Profesör gittikten sonra yüksek bir çığlık attım. Bu büyük bir şanstı, üstelik beş gün vermişti. Bu harika bir fırsattı.
"Serie ne ol-"
"Luhan kurtuldum! Kurtuldum!" çocuğun lafını kesip sarıldım ve yanağından öptüm.
Tamam bu aşırı olmuştu.
"Kabul etti mi?" dedi sevinçle.
"Evet evet!" bu sefer Luhan bana sarıldı ve hoplamaya başladık. Çok iyi anlaşıyoruz kıskanın.
"Ama ben.." Luhan birden durdu.
"Senin Sosyoloji dersin ne alemde?" dedim gülmeyi bırakıp.
"Yixing benden yüksek almış." bu çocuk kıskanmış mı ay kıyamam salak.
"İşte sevgilim benim ya!" inadına yapıyorum bunları ben hep.
"Sadece oturup bir şeyler yazıyor o çocuk. Nasıl öyle not alır?"
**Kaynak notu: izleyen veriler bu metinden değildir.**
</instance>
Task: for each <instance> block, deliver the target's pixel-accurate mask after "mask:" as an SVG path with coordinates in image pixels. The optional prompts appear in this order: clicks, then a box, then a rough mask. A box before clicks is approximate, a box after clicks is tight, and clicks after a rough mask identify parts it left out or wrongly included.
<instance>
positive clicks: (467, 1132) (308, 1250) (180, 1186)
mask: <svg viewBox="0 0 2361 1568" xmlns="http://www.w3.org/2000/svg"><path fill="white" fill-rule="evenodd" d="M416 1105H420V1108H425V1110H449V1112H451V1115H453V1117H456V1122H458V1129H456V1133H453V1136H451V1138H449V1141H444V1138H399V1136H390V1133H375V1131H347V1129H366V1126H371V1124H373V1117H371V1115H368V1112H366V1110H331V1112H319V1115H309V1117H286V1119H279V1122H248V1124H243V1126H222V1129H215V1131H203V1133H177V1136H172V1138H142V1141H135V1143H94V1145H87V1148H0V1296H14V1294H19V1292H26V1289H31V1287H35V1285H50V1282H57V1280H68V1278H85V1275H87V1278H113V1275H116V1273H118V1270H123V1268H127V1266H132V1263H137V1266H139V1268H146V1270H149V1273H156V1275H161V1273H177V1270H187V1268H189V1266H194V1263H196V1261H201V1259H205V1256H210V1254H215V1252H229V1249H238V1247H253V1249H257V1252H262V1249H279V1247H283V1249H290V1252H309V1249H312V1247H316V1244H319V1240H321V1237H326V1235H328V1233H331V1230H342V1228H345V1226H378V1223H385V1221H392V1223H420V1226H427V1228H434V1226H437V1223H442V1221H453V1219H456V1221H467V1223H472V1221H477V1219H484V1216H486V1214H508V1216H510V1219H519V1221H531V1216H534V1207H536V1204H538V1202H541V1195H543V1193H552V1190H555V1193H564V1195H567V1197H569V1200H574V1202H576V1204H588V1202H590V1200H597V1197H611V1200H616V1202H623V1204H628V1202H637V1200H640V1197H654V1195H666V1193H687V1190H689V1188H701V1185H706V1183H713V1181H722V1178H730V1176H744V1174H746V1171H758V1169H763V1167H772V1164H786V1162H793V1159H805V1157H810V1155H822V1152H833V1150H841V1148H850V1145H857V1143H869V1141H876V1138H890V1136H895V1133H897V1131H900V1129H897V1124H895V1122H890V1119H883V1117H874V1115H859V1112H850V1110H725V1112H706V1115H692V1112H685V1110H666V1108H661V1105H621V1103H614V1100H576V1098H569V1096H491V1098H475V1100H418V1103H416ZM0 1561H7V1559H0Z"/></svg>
"Çünkü o kişilik analizi yapan biri Luhan. Sisyoloji insanlarla alakalı değil mi?"
"Sayılır." Luhan gözleri yere odaklandı sonra kafasını kaldırdı. "Bizim de mi kişiliklerimizi analiz ediyor o?"
Good morning darling.
"Adam bizim hakkımı-" hemen durdum. "Ya yapıyordur herhalde. Alışkanlık falan." Luhan a birden bunu söyleyemezdim. Utanırım lan.
"Bizim hakkımızda derken sen ve ben mi?"
"Hayır, hiçbir şey söylemedim diye düşünsek?" çünkü bu durum çok garipti.
Luhan ı bir şekilde ikna ettikten sonra gidip Yixing i buldum. O çocuk ile bir şeyleri konuşmam lazımdı.
"Yixing? Yixing?"
"Hm?" defterden başını kaldırsaydın keşke.
"Yixing bir şey konuşmalıyız."
"Biraz bekle. Aklımdakiler giderse kim geri getirecek?" suratıma baksaydın sadece ona da razıydım.
"Yixing senin kafanı kırayım."
Ve baktı. Bu mu yani? Tehditle mi anlaşacağız bebeğim? Tehdit etsem öper misin?
Tamam sustum.
"Efendim Serie?"
"Biz sevgiliyiz değil mi?"
"Bu muydu Serie? Of."
"Hayır. Yani biz sevgiliysek şu hikayeyi bırakır mısın? Sevgilini hikayende başkası ile sevgili yapmak hiç rahatsız etmiyor mu?"